Using previously unpublished, startling eyewitness testimony from soldiers, civilians and those who knew both men personally, Laurence Rees - probably the only person alive who has met Germans who worked for Hitler and Russians who worked for Stalin – challenges long-held popular misconceptions about two of the most important figures in history. This is a master work from one of our finest historians.

 


 

A Short History of Russia

Mark Galeotti

 

Can anyone truly understand Russia?
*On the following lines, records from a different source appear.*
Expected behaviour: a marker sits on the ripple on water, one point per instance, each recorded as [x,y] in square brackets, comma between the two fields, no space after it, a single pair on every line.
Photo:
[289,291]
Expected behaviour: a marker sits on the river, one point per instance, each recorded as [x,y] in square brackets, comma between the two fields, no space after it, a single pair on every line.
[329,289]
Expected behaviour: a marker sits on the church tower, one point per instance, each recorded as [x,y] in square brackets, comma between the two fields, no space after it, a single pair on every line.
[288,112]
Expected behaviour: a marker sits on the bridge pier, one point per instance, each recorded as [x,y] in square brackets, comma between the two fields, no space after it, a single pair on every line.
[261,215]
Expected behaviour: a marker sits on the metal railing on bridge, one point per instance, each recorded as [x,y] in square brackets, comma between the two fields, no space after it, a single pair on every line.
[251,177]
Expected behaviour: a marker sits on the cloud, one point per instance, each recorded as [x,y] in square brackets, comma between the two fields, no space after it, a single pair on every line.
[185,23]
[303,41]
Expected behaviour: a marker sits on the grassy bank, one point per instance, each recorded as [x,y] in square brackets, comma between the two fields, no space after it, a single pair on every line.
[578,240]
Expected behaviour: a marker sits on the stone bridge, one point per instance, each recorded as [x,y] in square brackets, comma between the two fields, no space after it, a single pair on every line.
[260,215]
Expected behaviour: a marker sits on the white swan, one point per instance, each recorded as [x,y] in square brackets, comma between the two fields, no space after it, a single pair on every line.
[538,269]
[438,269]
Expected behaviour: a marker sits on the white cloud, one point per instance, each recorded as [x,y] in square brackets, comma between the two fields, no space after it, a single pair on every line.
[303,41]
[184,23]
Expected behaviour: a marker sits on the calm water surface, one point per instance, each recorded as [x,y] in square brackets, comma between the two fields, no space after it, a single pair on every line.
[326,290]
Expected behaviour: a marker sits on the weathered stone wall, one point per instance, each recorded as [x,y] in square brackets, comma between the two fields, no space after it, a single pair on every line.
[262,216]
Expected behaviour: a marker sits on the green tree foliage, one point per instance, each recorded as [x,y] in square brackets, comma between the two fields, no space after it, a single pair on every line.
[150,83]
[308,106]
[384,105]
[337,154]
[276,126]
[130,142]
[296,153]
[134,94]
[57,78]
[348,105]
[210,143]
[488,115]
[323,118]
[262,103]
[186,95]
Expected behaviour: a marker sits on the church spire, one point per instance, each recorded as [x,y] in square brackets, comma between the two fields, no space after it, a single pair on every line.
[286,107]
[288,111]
Let one of the world's leading experts show you how, using the fascinating history of a nation to illuminate its future.

 

Russia is a country with no natural borders, no single ethnos, no true central identity. At the crossroads of Europe and Asia, it is everyone's 'other'. And yet it is one of the most powerful nations on earth, a master game-player on the global stage with a rich history of war and peace, poets and revolutionaries.

 

In this essential whistle-stop tour of the world's most complex nation, Mark Galeotti takes us behind the myths to the heart of the Russian story: from the formation of a nation to its early legends – including Ivan the Terrible and Catherine the Great – to the rise and fall of the Romanovs, the Russian Revolution, the Cold War, Chernobyl and the end of the Soviet Union – plus the rise of a politician named Vladimir Putin.

 


 

The Amur River: Between Russia and China

Colin Thubron

 

The Amur River is almost unknown. Yet it is the tenth longest river in the world, rising in the Mongolian mountains and flowing through Siberia to the Pacific. For 1,100 miles it forms the tense border between Russia and China. Haunted by the memory of land-grabs and unequal treaties, this is the most densely fortified frontier on earth.

 

In his eightieth year, Colin Thubron takes a dramatic journey from the Amur's secret source to its giant mouth, covering almost 3,000 miles. Harassed by injury and by arrest from the local police, he makes his way along both the Russian and Chinese shores, starting out by Mongolian horse, then hitchhiking, sailing on poacher's sloops or travelling the Trans-Siberian Express. Having revived his Russian and Mandarin, he talks to everyone he meets, from Chinese traders to Russian fishermen, from monks to indigenous peoples. By the time he reaches the river's desolate end, where Russia's nineteenth-century imperial dream petered out, a whole, pivotal world has come alive.

 

The Amur River is a shining masterpiece by the acknowledged laureate of travel writing, an urgent lesson in history and the culmination of an astonishing career.